Suzanne Chadwick, Director of Employer Brand (APAC) discusses the four key audiences your employer brand needs to engage.
Ideally your employer brand strategy needs to be an octopus. It needs to be able to touch multiple target audiences and do a range of different things.
Your employer brand strategy and message externally needs to attract passive talent through the content you share, the positioning of your leaders, the employee stories you tell as well as focusing on information that top talent in specific role families or industries want to know more about.
By doing that you can raise the brand awareness of your organisation which then spikes the interest of people who may not have known about you before or might not have considered your organisation as a potential employer.
It also needs to secure the active candidate who is out in the market looking at a number of options. The messages around leadership, opportunities, future vision are critical for these candidates but what can be the deal maker or breaker for an active candidate is the recruitment experience. You’re literally up against your competitors with how you manage the recruitment process, the message they hear from the minute they engage with your organisation through to hiring manger interviews and then potential offer. Your employer brand message has to be consistent and compelling throughout the process or you’ll lose their trust.
Internally you have different audiences as well. You have those who are highly engaged and they want to be part of the message and brand ambassadors. These could be your high performers, people who love what they do and they’re in for the long haul – so you need to keep them engaged.

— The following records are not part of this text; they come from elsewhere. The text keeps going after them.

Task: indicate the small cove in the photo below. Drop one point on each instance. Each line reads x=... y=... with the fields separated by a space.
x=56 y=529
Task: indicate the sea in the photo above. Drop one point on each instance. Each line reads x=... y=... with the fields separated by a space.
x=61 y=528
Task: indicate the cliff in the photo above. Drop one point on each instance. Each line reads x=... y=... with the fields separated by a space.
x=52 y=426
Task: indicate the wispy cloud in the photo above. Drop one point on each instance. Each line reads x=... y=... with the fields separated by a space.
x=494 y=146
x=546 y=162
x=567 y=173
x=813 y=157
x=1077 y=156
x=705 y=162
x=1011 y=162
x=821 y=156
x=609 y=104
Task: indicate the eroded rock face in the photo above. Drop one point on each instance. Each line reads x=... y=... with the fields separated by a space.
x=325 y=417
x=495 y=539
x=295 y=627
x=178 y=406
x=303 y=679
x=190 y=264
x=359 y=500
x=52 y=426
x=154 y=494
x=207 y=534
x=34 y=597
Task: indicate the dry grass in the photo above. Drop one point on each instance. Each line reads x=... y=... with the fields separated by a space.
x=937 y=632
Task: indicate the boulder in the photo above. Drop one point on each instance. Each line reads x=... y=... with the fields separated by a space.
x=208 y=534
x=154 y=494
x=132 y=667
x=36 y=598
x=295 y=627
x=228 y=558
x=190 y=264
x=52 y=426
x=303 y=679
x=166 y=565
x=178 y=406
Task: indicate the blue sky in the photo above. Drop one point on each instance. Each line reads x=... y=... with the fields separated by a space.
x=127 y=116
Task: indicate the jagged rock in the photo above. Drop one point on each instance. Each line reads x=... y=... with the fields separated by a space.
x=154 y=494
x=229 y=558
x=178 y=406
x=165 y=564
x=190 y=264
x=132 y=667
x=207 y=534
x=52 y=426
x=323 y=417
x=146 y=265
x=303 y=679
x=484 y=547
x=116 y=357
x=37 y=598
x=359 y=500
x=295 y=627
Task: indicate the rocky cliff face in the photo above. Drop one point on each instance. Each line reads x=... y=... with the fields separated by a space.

Then the 2nd internal audience are people who aren’t engaged. You either need to remind them of all the great things the organisation can do for them or share more around where the organisation is going and how they can be part of that journey. It is possible to turn disengaged employees into engaged employees with the right strategies. Forbes recently put the cost a disengaged employee at around $30k, so looking at how the organisation can make real change is always going to be worthwhile.
So when you’re looking at your employer brand strategy and recruitment marketing, segmenting your messages and really understanding who you’re talking to, what their drivers are and what’s important to them is what matters.